What does surgery for an anal fistula involve?

Under general anaesthetic the anal canal is examined and the external and internal openings are assessed.

It can be difficult at times to find the internal opening especially for high / complex fisultae

Once the internal opening is found, a gentle attempt at finding the tract is carried out and a fistula probe is passed through it.

If the tract is deemed low without much muscle involvement, a fistulotomy is performed. This is where all of the tissues from the skin and anal lining are cut down to the fistula probe in order to open the fistula and allow it to heal from inside out. This usually involves cutting part of the muscle(s). If too much muscle is divided, this can result in incontinence.

Therefore, if it is not clear how much muscle is involved or if there is obviously a lot of muscle involvement, a “seton” is placed through the tract guided by the fistula probe. This is a rubber band that stays in place keeping the tract open to prevent further complications of the fistula and facilitate further definitive surgery in the future.

What are the risks of surgery?

Bleeding is minimal and is usually associated with the raw area left behind after a fistulotomy.

Dividing too much muscle may result in faecal incontinence.

Surgery may be incomplete due to failure to identify the internal opening or the full extent of the fistula tract. This may require further imaging with an MRI or endo-anal ultrasound prior to embarking on more surgery.

Before surgery

Fast from midnight for a morning procedure OR from 7am for an afternoon procedure

You will be contacted by the hospital the day before your procedure to let you know what time to come in. This is usually 1-2 hours before your procedure to allow for the hospital check-in procedures.

You will be given a fleet enema about an hour before your procedure. This is to empty the rectum before operating.

After surgery

Minimal bleeding is expected after a fistulotomy.

Pain is mild to moderate and  is worst in the first few days. It is caused by the raw area left behind after fistulotomy. Some degree of pain or stinging may last a couple of weeks after surgery (especially following defecation).

If a seton is placed, there is usually minimal or no pain except where part of the tract is opened.

You should take regular Panadol (as long as there are no medical reasons for you not to take it such as an allergic reaction or liver disease).

Non-steroidal anti-inflammatory medication such as Neurofen and Voltaren can also help with pain and inflammation but should be taken on a full stomach. Take these for the first 3-5 days as required.

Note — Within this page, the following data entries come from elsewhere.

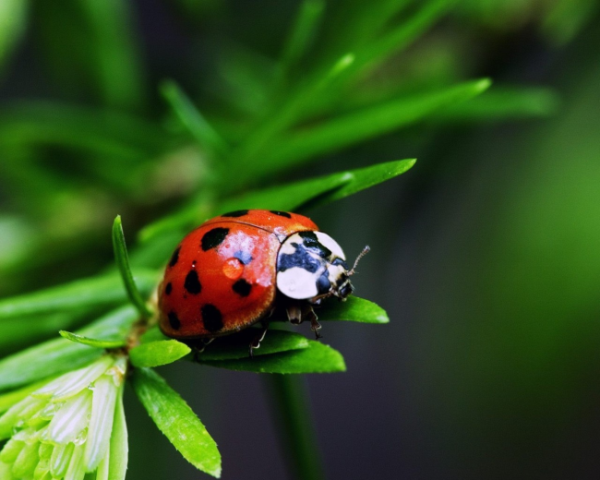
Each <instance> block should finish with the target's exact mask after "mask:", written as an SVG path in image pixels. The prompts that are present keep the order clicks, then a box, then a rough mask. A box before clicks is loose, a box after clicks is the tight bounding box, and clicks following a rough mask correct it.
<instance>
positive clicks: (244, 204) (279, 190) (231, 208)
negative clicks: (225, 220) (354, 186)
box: [216, 172, 353, 214]
mask: <svg viewBox="0 0 600 480" xmlns="http://www.w3.org/2000/svg"><path fill="white" fill-rule="evenodd" d="M352 180H353V176H352V173H351V172H339V173H334V174H331V175H327V176H324V177H318V178H312V179H310V180H304V181H302V182H297V183H291V184H287V185H283V186H278V187H273V188H267V189H263V190H258V191H256V192H250V193H247V194H245V195H243V196H240V197H236V198H232V199H230V200H226V201H224V202H223V203H221V204H220V205H219V206H218V208H217V209H216V213H218V214H219V213H225V212H231V211H235V210H240V209H244V208H264V209H272V210H284V211H285V210H292V211H293V210H295V209H296V208H297V207H298V206H300V205H302V204H304V203H306V202H309V201H310V200H313V199H314V198H315V197H318V196H320V195H327V194H328V193H331V192H332V191H335V190H336V189H339V188H341V187H342V186H343V185H346V184H348V183H349V182H350V181H352Z"/></svg>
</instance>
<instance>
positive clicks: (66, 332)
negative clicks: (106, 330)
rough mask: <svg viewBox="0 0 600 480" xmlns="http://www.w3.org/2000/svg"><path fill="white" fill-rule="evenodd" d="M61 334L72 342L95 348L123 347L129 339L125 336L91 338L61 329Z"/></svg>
mask: <svg viewBox="0 0 600 480" xmlns="http://www.w3.org/2000/svg"><path fill="white" fill-rule="evenodd" d="M58 333H60V336H61V337H63V338H66V339H67V340H70V341H71V342H75V343H80V344H81V345H87V346H88V347H95V348H120V347H123V346H124V345H125V344H126V343H127V340H126V339H124V338H114V339H106V340H100V339H97V338H89V337H85V336H83V335H79V334H77V333H73V332H67V331H66V330H61V331H60V332H58Z"/></svg>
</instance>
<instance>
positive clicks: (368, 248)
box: [348, 245, 371, 277]
mask: <svg viewBox="0 0 600 480" xmlns="http://www.w3.org/2000/svg"><path fill="white" fill-rule="evenodd" d="M370 251H371V247H369V246H368V245H365V248H363V250H362V252H360V253H359V254H358V257H356V260H354V265H352V270H350V271H349V272H348V276H349V277H350V276H352V275H354V273H355V271H356V266H357V265H358V262H359V261H360V259H361V258H362V257H364V256H365V255H366V254H367V253H369V252H370Z"/></svg>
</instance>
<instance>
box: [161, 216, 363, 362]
mask: <svg viewBox="0 0 600 480" xmlns="http://www.w3.org/2000/svg"><path fill="white" fill-rule="evenodd" d="M367 251H368V247H366V248H365V250H363V252H362V253H361V255H359V257H358V258H357V261H356V262H355V264H354V267H356V263H357V262H358V260H359V259H360V258H361V257H362V255H364V254H365V253H366V252H367ZM354 267H353V268H352V269H349V268H348V265H347V264H346V259H345V255H344V252H343V250H342V248H341V247H340V246H339V245H338V243H337V242H336V241H335V240H334V239H333V238H331V237H330V236H329V235H327V234H326V233H323V232H320V231H319V228H318V227H317V225H315V224H314V223H313V222H312V221H311V220H310V219H309V218H307V217H304V216H302V215H298V214H295V213H288V212H280V211H275V210H239V211H235V212H230V213H226V214H223V215H220V216H218V217H215V218H213V219H210V220H208V221H207V222H205V223H203V224H202V225H201V226H200V227H198V228H197V229H195V230H194V231H192V232H191V233H189V234H188V235H187V236H186V237H185V238H184V239H183V240H182V241H181V243H180V244H179V246H178V247H177V248H176V250H175V252H174V253H173V255H172V257H171V259H170V261H169V263H168V264H167V267H166V269H165V275H164V278H163V281H162V282H161V284H160V286H159V291H158V298H159V311H160V319H159V326H160V329H161V330H162V332H163V333H164V334H165V335H167V336H169V337H173V338H177V339H183V340H188V339H189V340H192V339H203V340H207V339H212V338H215V337H219V336H223V335H228V334H231V333H235V332H238V331H240V330H242V329H244V328H246V327H249V326H251V325H253V324H255V323H257V322H259V321H263V322H264V321H265V320H266V319H267V318H268V317H269V315H270V314H271V313H272V312H273V310H274V308H275V307H276V306H283V308H285V310H286V311H287V315H288V319H289V320H290V322H292V323H296V324H298V323H300V322H302V321H304V320H309V321H310V322H311V328H312V330H313V331H314V332H315V334H316V335H317V337H318V336H319V335H318V334H317V330H318V329H319V328H320V325H319V323H318V321H317V316H316V315H315V313H314V311H313V309H312V306H313V305H318V304H320V303H321V301H322V300H323V299H325V298H328V297H331V296H335V297H338V298H339V299H341V300H345V299H346V297H348V295H350V294H351V293H352V291H353V287H352V284H351V283H350V276H351V275H352V274H353V273H354ZM265 331H266V326H265ZM263 336H264V332H263V335H261V337H260V338H259V339H257V340H256V341H255V342H253V344H252V345H251V350H250V352H252V348H258V346H259V345H260V340H261V339H262V337H263ZM206 343H208V342H206Z"/></svg>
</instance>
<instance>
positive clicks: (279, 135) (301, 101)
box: [221, 53, 354, 190]
mask: <svg viewBox="0 0 600 480" xmlns="http://www.w3.org/2000/svg"><path fill="white" fill-rule="evenodd" d="M353 62H354V55H352V54H351V53H347V54H345V55H343V56H341V57H340V58H339V59H337V60H336V62H335V63H333V65H331V66H330V67H329V68H328V70H327V72H326V73H325V74H324V75H323V76H322V77H321V78H319V79H318V80H317V81H314V82H313V81H311V82H306V83H305V85H303V86H302V88H300V89H298V91H296V92H295V93H294V94H291V95H290V96H289V97H288V100H287V101H286V102H285V104H284V105H282V106H277V107H276V108H274V109H273V111H272V112H271V115H269V116H267V118H266V119H265V120H264V121H263V122H262V123H261V124H260V125H259V127H258V128H257V129H256V131H254V132H252V133H251V134H250V135H248V136H247V137H246V141H245V142H244V143H242V144H241V145H240V147H239V148H237V149H235V150H234V151H232V152H231V154H230V155H229V157H228V159H229V161H230V162H231V165H232V166H233V167H234V168H235V172H236V174H235V175H234V176H231V175H229V176H227V177H226V183H224V184H222V185H221V187H222V188H223V189H230V190H231V189H233V188H235V187H237V186H238V185H239V184H243V183H244V182H245V180H246V179H247V178H250V177H252V178H256V174H259V175H260V174H262V173H263V170H264V169H263V168H262V164H263V162H264V158H263V157H265V155H266V154H267V152H269V150H270V148H271V144H272V142H273V141H274V140H275V139H276V138H277V137H279V136H280V134H281V133H282V132H283V131H285V130H287V129H288V128H289V127H291V126H293V125H294V123H295V122H297V121H298V120H299V119H301V118H303V117H304V116H305V111H306V109H307V105H310V103H311V101H312V100H313V99H314V98H315V97H317V96H318V95H319V94H320V93H321V92H323V91H324V90H326V89H327V87H328V86H329V85H331V84H332V83H333V82H334V80H335V79H336V78H337V77H339V76H340V75H341V74H342V73H343V72H344V71H345V70H347V69H348V68H349V67H350V65H352V63H353ZM265 158H268V157H265ZM282 166H284V165H282Z"/></svg>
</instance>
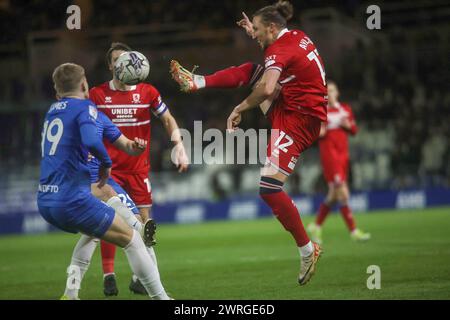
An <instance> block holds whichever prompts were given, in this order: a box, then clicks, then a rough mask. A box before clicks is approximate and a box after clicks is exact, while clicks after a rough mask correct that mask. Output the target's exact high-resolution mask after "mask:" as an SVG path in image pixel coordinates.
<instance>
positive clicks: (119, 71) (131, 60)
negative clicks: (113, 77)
mask: <svg viewBox="0 0 450 320" xmlns="http://www.w3.org/2000/svg"><path fill="white" fill-rule="evenodd" d="M149 72H150V63H149V62H148V59H147V58H146V57H145V56H144V55H143V54H142V53H140V52H138V51H127V52H124V53H122V54H121V55H120V56H119V58H118V59H117V61H116V63H115V64H114V75H115V77H116V79H117V80H119V81H121V82H123V83H125V84H127V85H134V84H137V83H140V82H143V81H145V79H147V77H148V74H149Z"/></svg>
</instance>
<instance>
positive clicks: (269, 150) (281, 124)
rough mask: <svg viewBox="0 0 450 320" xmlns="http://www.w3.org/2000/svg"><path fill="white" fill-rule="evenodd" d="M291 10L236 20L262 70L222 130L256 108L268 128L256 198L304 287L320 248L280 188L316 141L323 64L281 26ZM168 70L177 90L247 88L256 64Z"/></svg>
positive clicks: (286, 28) (278, 2)
mask: <svg viewBox="0 0 450 320" xmlns="http://www.w3.org/2000/svg"><path fill="white" fill-rule="evenodd" d="M292 11H293V10H292V5H291V4H290V3H289V2H287V1H281V2H278V3H277V4H275V5H271V6H267V7H264V8H262V9H260V10H258V11H257V12H256V13H255V14H254V15H253V21H250V19H248V18H247V16H246V15H245V14H244V19H242V20H241V21H239V22H238V24H239V25H240V26H242V27H243V28H244V29H245V30H246V31H247V33H248V34H249V35H250V36H252V38H253V39H256V40H257V41H258V43H259V45H260V46H261V48H262V49H263V50H264V54H265V69H264V73H263V74H262V76H261V79H260V80H259V81H258V82H257V83H256V84H255V85H254V89H253V91H252V93H251V94H250V95H249V96H248V97H247V98H246V99H245V100H244V101H242V102H241V103H240V104H239V105H238V106H237V107H235V108H234V110H233V112H232V113H231V115H230V116H229V118H228V120H227V128H228V129H229V130H234V129H236V128H237V126H238V124H239V123H240V121H241V117H242V113H243V112H244V111H246V110H248V109H251V108H253V107H256V106H258V105H260V106H261V109H262V110H263V112H264V113H265V114H266V116H267V117H268V119H269V120H270V122H271V124H272V138H271V143H270V144H269V145H268V149H267V163H266V166H265V167H264V168H263V170H262V174H261V181H260V195H261V198H262V199H263V200H264V201H265V202H266V204H267V205H268V206H269V207H270V208H271V209H272V211H273V213H274V215H275V216H276V217H277V219H278V220H279V221H280V222H281V224H282V225H283V227H284V228H285V229H286V230H287V231H289V232H290V233H291V235H292V236H293V238H294V239H295V242H296V244H297V246H298V248H299V252H300V255H301V262H300V273H299V275H298V283H299V284H300V285H304V284H306V283H307V282H308V281H309V279H310V278H311V276H312V275H313V274H314V271H315V268H316V264H317V261H318V259H319V257H320V255H321V248H320V246H319V245H318V244H316V243H313V242H311V241H310V239H309V238H308V235H307V234H306V231H305V228H304V226H303V223H302V220H301V218H300V215H299V212H298V210H297V208H296V206H295V204H294V203H293V201H292V199H291V198H290V197H289V196H288V195H287V194H286V193H285V192H284V191H283V189H282V188H283V184H284V182H285V181H286V179H287V178H288V176H289V175H290V173H292V171H293V169H294V167H295V164H296V162H297V159H298V157H299V155H300V154H301V153H302V152H303V151H304V150H305V149H307V148H308V147H310V146H311V145H312V143H313V142H314V141H315V140H317V138H318V137H319V133H320V127H321V122H324V121H326V117H327V114H326V105H327V101H326V95H327V92H326V83H325V71H324V67H323V63H322V60H321V58H320V56H319V54H318V52H317V49H316V47H315V45H314V43H313V42H312V41H311V39H310V38H309V37H308V36H307V35H305V33H303V32H302V31H300V30H288V29H287V28H286V22H287V20H288V19H290V18H291V17H292V14H293V12H292ZM171 72H172V76H173V77H174V79H175V80H176V81H177V82H178V83H179V84H180V86H181V89H182V90H183V91H194V90H197V89H200V88H202V87H237V86H241V85H248V84H253V83H255V82H256V81H257V78H258V74H260V71H259V68H258V66H257V65H254V64H251V63H246V64H243V65H241V66H239V67H232V68H228V69H225V70H222V71H219V72H217V73H215V74H213V75H211V76H206V77H203V76H196V75H193V74H192V73H190V72H188V71H187V70H185V69H184V68H182V67H181V66H180V65H179V64H178V63H177V62H175V61H174V62H172V64H171ZM278 84H279V85H281V89H280V88H279V85H278ZM278 89H279V90H280V93H279V95H278V97H276V98H274V97H275V96H276V95H277V90H278ZM272 100H273V103H271V101H272ZM269 106H270V108H269Z"/></svg>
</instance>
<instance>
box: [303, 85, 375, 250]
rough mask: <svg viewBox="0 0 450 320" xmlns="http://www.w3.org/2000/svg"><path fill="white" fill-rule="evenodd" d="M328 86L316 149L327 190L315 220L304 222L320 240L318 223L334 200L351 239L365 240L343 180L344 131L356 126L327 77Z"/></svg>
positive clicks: (350, 129) (367, 235)
mask: <svg viewBox="0 0 450 320" xmlns="http://www.w3.org/2000/svg"><path fill="white" fill-rule="evenodd" d="M327 87H328V116H327V118H328V123H327V124H325V123H324V124H323V125H322V128H321V132H320V137H321V138H320V139H319V150H320V161H321V163H322V168H323V174H324V177H325V180H326V181H327V183H328V194H327V196H326V198H325V200H324V201H323V203H322V204H321V205H320V208H319V212H318V215H317V218H316V221H315V223H311V224H309V225H308V231H309V232H310V234H311V237H312V239H313V240H314V241H316V242H317V243H322V224H323V222H324V221H325V218H326V217H327V215H328V213H329V212H330V209H331V208H332V207H333V206H334V205H335V204H338V205H339V206H340V211H341V214H342V217H343V218H344V221H345V224H346V225H347V227H348V229H349V231H350V236H351V238H352V239H353V240H355V241H366V240H369V239H370V234H369V233H365V232H363V231H361V230H360V229H357V228H356V223H355V219H354V218H353V215H352V210H351V209H350V207H349V204H348V202H349V198H350V192H349V188H348V184H347V174H348V166H349V159H350V155H349V148H348V135H349V134H351V135H355V134H356V132H357V131H358V127H357V126H356V123H355V118H354V116H353V112H352V109H351V108H350V106H349V105H348V104H346V103H340V102H339V101H338V98H339V90H338V87H337V85H336V83H334V82H332V81H327Z"/></svg>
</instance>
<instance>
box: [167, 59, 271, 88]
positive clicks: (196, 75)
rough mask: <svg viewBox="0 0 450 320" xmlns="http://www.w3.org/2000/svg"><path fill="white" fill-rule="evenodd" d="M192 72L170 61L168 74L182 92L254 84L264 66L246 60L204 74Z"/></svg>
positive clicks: (228, 87)
mask: <svg viewBox="0 0 450 320" xmlns="http://www.w3.org/2000/svg"><path fill="white" fill-rule="evenodd" d="M193 72H194V71H192V72H191V71H189V70H187V69H186V68H184V67H183V66H182V65H181V64H180V63H179V62H178V61H176V60H172V61H171V62H170V74H171V75H172V78H173V79H174V80H175V81H176V82H177V83H178V85H179V86H180V90H181V91H183V92H193V91H197V90H200V89H203V88H221V89H229V88H239V87H242V86H254V85H255V83H256V82H257V81H258V80H259V79H260V78H261V76H262V74H263V73H264V68H263V67H262V66H261V65H259V64H257V63H253V62H246V63H243V64H241V65H239V66H237V67H235V66H231V67H228V68H225V69H222V70H219V71H217V72H215V73H213V74H210V75H206V76H203V75H198V74H194V73H193Z"/></svg>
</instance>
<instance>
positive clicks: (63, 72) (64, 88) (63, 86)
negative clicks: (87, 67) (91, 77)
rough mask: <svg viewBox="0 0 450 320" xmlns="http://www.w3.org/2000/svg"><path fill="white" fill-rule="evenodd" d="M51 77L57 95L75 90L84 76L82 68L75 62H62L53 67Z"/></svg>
mask: <svg viewBox="0 0 450 320" xmlns="http://www.w3.org/2000/svg"><path fill="white" fill-rule="evenodd" d="M52 78H53V83H54V88H55V90H56V93H57V94H58V95H59V96H64V95H65V94H67V93H73V92H77V91H78V90H79V88H80V87H79V86H80V84H81V82H82V81H83V79H84V78H85V73H84V68H83V67H82V66H80V65H78V64H75V63H63V64H61V65H59V66H57V67H56V68H55V71H53V75H52Z"/></svg>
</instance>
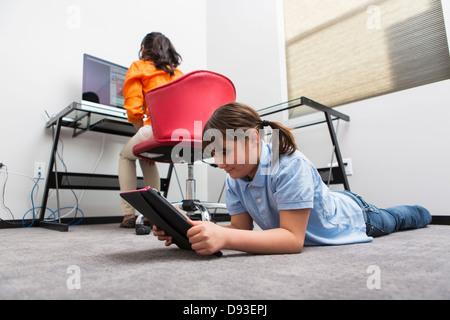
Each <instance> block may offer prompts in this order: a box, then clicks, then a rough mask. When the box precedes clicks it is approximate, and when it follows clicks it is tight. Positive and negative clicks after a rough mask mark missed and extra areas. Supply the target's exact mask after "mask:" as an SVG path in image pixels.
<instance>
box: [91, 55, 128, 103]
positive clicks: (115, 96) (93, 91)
mask: <svg viewBox="0 0 450 320" xmlns="http://www.w3.org/2000/svg"><path fill="white" fill-rule="evenodd" d="M127 71H128V68H125V67H123V66H120V65H118V64H115V63H112V62H108V61H105V60H102V59H99V58H96V57H93V56H91V55H88V54H84V56H83V98H82V99H83V100H84V101H90V102H95V103H98V104H102V105H106V106H110V107H117V108H123V104H124V97H123V84H124V82H125V76H126V74H127Z"/></svg>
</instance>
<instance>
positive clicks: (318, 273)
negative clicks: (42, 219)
mask: <svg viewBox="0 0 450 320" xmlns="http://www.w3.org/2000/svg"><path fill="white" fill-rule="evenodd" d="M0 243H1V250H0V299H45V300H53V299H150V300H162V299H170V300H179V299H186V300H196V299H197V300H199V299H201V300H203V299H206V300H265V299H271V300H299V299H358V300H366V299H440V300H444V299H445V300H448V299H450V250H449V243H450V226H439V225H431V226H428V227H427V228H425V229H420V230H412V231H405V232H399V233H395V234H391V235H389V236H385V237H381V238H377V239H374V241H373V242H371V243H366V244H355V245H346V246H333V247H327V246H323V247H306V248H305V249H304V251H303V253H301V254H297V255H251V254H246V253H241V252H236V251H224V252H223V253H224V255H223V257H221V258H217V257H214V256H213V257H202V256H198V255H196V254H195V253H194V252H192V251H186V250H181V249H178V248H177V247H176V246H171V247H168V248H167V247H165V246H164V244H163V243H162V242H160V241H158V240H157V239H156V238H155V237H154V236H152V235H147V236H137V235H136V234H135V233H134V230H130V229H119V228H118V225H116V224H106V225H81V226H74V227H70V230H69V232H58V231H51V230H46V229H42V228H30V229H2V230H0Z"/></svg>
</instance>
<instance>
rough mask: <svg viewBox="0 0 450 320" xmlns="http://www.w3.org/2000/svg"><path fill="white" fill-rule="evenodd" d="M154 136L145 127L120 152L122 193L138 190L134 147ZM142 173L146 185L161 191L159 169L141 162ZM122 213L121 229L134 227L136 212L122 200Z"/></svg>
mask: <svg viewBox="0 0 450 320" xmlns="http://www.w3.org/2000/svg"><path fill="white" fill-rule="evenodd" d="M152 136H153V132H152V128H151V126H148V125H146V126H143V127H142V128H141V129H139V131H138V132H137V133H136V134H135V135H134V136H133V137H132V138H131V139H130V140H129V141H128V142H127V143H126V144H125V146H124V147H123V149H122V151H121V152H120V158H119V184H120V191H121V192H123V191H132V190H136V188H137V175H136V160H137V159H138V158H137V157H136V156H135V155H134V154H133V147H134V146H135V145H137V144H138V143H141V142H142V141H144V140H148V139H150V138H151V137H152ZM139 162H140V165H141V169H142V173H143V175H144V183H145V184H146V185H147V186H151V187H152V188H155V189H157V190H159V189H160V178H159V172H158V168H157V166H156V165H155V164H149V163H148V162H147V161H145V160H142V159H140V160H139ZM121 206H122V213H123V214H124V220H123V222H122V224H121V227H134V225H133V223H134V220H135V219H134V218H135V213H136V210H135V209H134V207H133V206H131V205H130V204H129V203H128V202H127V201H125V200H123V199H121Z"/></svg>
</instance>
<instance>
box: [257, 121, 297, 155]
mask: <svg viewBox="0 0 450 320" xmlns="http://www.w3.org/2000/svg"><path fill="white" fill-rule="evenodd" d="M266 126H268V127H271V128H272V130H278V139H279V141H278V148H279V153H280V155H282V154H284V155H289V156H290V155H292V154H293V153H294V152H295V151H296V150H297V143H296V142H295V138H294V135H293V134H292V132H291V130H290V129H289V128H287V127H286V126H284V125H282V124H281V123H279V122H272V121H267V120H264V121H262V122H261V129H262V128H264V127H266ZM272 136H273V137H275V136H276V135H272ZM273 143H274V141H272V144H273Z"/></svg>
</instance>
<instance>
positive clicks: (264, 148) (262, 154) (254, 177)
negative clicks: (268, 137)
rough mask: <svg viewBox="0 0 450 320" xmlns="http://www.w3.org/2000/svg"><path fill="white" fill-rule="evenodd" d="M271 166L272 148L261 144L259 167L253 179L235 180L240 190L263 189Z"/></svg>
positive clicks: (239, 178) (242, 179) (243, 179)
mask: <svg viewBox="0 0 450 320" xmlns="http://www.w3.org/2000/svg"><path fill="white" fill-rule="evenodd" d="M271 165H272V148H271V146H270V144H267V143H265V142H262V143H261V152H260V156H259V165H258V170H257V171H256V174H255V177H254V178H253V180H252V181H249V179H248V176H245V177H244V178H239V179H237V181H238V183H239V185H240V187H241V188H242V189H245V188H247V187H249V186H250V187H263V186H264V183H265V180H266V176H267V175H268V172H269V169H270V167H271Z"/></svg>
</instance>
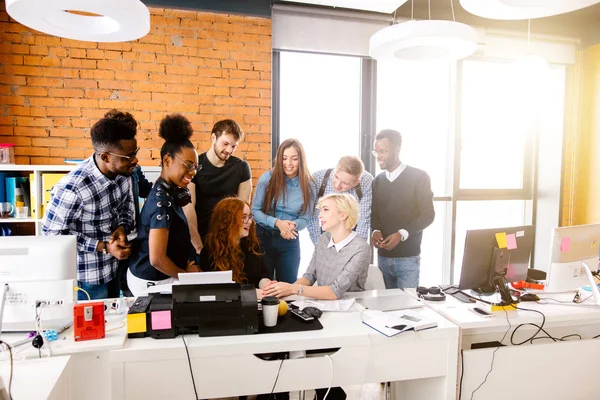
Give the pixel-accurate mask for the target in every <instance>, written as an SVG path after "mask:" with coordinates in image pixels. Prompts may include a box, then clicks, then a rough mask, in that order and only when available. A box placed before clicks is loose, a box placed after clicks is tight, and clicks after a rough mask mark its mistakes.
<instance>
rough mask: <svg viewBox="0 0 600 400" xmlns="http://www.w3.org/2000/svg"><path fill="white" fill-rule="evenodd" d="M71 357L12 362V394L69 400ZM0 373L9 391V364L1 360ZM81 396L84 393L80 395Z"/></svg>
mask: <svg viewBox="0 0 600 400" xmlns="http://www.w3.org/2000/svg"><path fill="white" fill-rule="evenodd" d="M71 372H72V366H71V365H70V357H68V356H67V357H52V358H47V359H41V360H24V361H15V362H14V363H13V380H12V396H13V398H14V399H31V400H34V399H35V400H37V399H48V400H69V399H74V397H72V396H71V389H70V381H71V379H72V377H71V376H70V374H71ZM0 376H1V377H2V380H3V381H4V386H5V388H6V391H7V393H8V385H9V379H10V364H9V363H8V362H7V361H3V362H2V364H1V365H0ZM81 398H83V397H81Z"/></svg>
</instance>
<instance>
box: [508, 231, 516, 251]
mask: <svg viewBox="0 0 600 400" xmlns="http://www.w3.org/2000/svg"><path fill="white" fill-rule="evenodd" d="M506 248H507V249H508V250H514V249H516V248H517V237H516V236H515V234H514V233H509V234H508V235H506Z"/></svg>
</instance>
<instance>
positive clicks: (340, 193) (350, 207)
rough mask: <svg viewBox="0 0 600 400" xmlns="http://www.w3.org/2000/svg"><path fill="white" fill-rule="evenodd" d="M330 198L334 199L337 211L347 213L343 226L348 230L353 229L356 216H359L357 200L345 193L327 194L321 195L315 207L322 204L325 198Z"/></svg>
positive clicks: (357, 218) (355, 219)
mask: <svg viewBox="0 0 600 400" xmlns="http://www.w3.org/2000/svg"><path fill="white" fill-rule="evenodd" d="M330 199H331V200H333V201H335V206H336V207H337V209H338V211H339V212H341V213H346V214H348V218H346V221H345V224H344V226H345V228H346V229H348V230H350V231H351V230H352V229H354V227H355V226H356V223H357V222H358V217H359V215H358V201H356V198H355V197H354V196H351V195H349V194H347V193H332V194H328V195H327V196H323V197H321V198H320V199H319V203H318V204H317V208H319V209H320V208H321V206H322V205H323V202H325V201H326V200H330Z"/></svg>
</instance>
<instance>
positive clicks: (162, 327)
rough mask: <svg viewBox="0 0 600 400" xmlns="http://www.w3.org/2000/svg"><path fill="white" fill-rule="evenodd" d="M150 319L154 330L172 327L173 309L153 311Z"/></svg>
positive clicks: (152, 326) (165, 328)
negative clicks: (172, 316)
mask: <svg viewBox="0 0 600 400" xmlns="http://www.w3.org/2000/svg"><path fill="white" fill-rule="evenodd" d="M150 319H151V320H152V330H153V331H159V330H164V329H171V311H168V310H167V311H152V313H150Z"/></svg>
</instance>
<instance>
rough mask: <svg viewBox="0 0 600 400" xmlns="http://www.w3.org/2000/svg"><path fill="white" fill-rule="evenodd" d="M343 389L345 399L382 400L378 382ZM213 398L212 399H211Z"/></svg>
mask: <svg viewBox="0 0 600 400" xmlns="http://www.w3.org/2000/svg"><path fill="white" fill-rule="evenodd" d="M343 389H344V391H345V392H346V395H347V396H348V397H347V398H346V400H384V399H385V391H384V386H383V385H382V384H380V383H366V384H364V385H362V386H361V385H354V386H344V387H343ZM314 397H315V391H314V390H307V391H306V392H305V397H304V399H305V400H313V398H314ZM255 399H256V396H248V400H255ZM213 400H214V399H213ZM219 400H238V398H237V397H226V398H222V399H219ZM290 400H300V392H291V393H290Z"/></svg>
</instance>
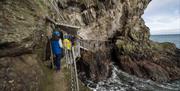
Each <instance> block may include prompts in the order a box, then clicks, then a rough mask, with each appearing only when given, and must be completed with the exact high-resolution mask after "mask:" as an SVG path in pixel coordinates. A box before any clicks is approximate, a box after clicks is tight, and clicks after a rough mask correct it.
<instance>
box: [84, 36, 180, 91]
mask: <svg viewBox="0 0 180 91" xmlns="http://www.w3.org/2000/svg"><path fill="white" fill-rule="evenodd" d="M150 39H151V40H153V41H156V42H171V43H174V44H175V45H176V46H177V47H178V48H180V34H173V35H172V34H171V35H152V36H151V37H150ZM87 83H88V84H87V86H88V87H89V88H90V89H92V90H93V91H180V80H176V81H172V82H166V83H157V82H154V81H152V80H148V79H142V78H139V77H136V76H133V75H130V74H128V73H126V72H123V71H122V70H120V69H119V68H118V67H117V66H115V65H113V70H112V76H111V77H110V78H108V79H107V80H104V81H100V82H98V83H93V82H91V81H88V80H87Z"/></svg>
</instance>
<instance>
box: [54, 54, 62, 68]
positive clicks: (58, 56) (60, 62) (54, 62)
mask: <svg viewBox="0 0 180 91" xmlns="http://www.w3.org/2000/svg"><path fill="white" fill-rule="evenodd" d="M54 65H55V66H56V70H60V69H61V54H56V55H55V60H54Z"/></svg>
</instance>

Stronger pain killers such as opioid anaelgesics (Endone, Codeine) may help in the first couple of days but should be taken sparingly as they can cause constipation which results in more pain when opening your bowels.

It is very important to maintain soft stools after haemorrhoid surgery. This is done by having an adequate intake of fluid and fibre (see Prevention of constipation) as well as taking regular Movicol (1 sachet 1-3 times a day).

Laxatives such as lactulose or coloxyl are not advisable as diarrhoea can worsen the pain. The aim is to have soft stools NOT loose watery stools.

Most patients are worried about opening their bowels especially for the first time after anal surgery. You should not let fear of pain stop you from opening your bowels as this will only make things worse by hardening the stools and causing a spasm of the anal muscles. You should take a strong pain-killer before or after opening your bowels. Getting into the shower and washing the area with water is also very helpful.

If you are finding it difficult to pass soft stools, it may be due to a spasm of the anal sphincter. This can be treated with topical Rectogesic ointment 2-3 times a day. This is an over-the-counter ointment that should be applied into the first 1-2cm of the anus. The easiest way to do this is to wear a disposable non-sterile glove (plastic food-handling gloves are ok) then apply 1.5cm of the ointment using your index finger.

These are an excellent way of relieving the pain especially after opening your bowels. You should put a handful of salt into a shallow bath of warm water and sit in it for 15 minutes. This is both soothing and acts as an antiseptic.

If the fistula is opened, regular daily dressings may be required for a short time. Most of the time, however, there are no dressings apart from a pad that collects the post-operative blood. You may need to wear a pad for a couple of weeks to prevent staining your underpants.

Ladies’ sanitary pads work well for this purpose and can be used by men and women.

Most patients can go home on the day of surgery.

Follow up with your surgeon is usually within 4 weeks of your operation. You will be given an appointment before leaving the hospital. If, however, your operation finishes after hours, you will need to contact the rooms for a follow up appointment.

After insertion of a seton, further imaging (with endo-anal ultrasound or MRI) may be required to determine how much muscle is involved. Future procedures will then be required for definitive management of the fistula.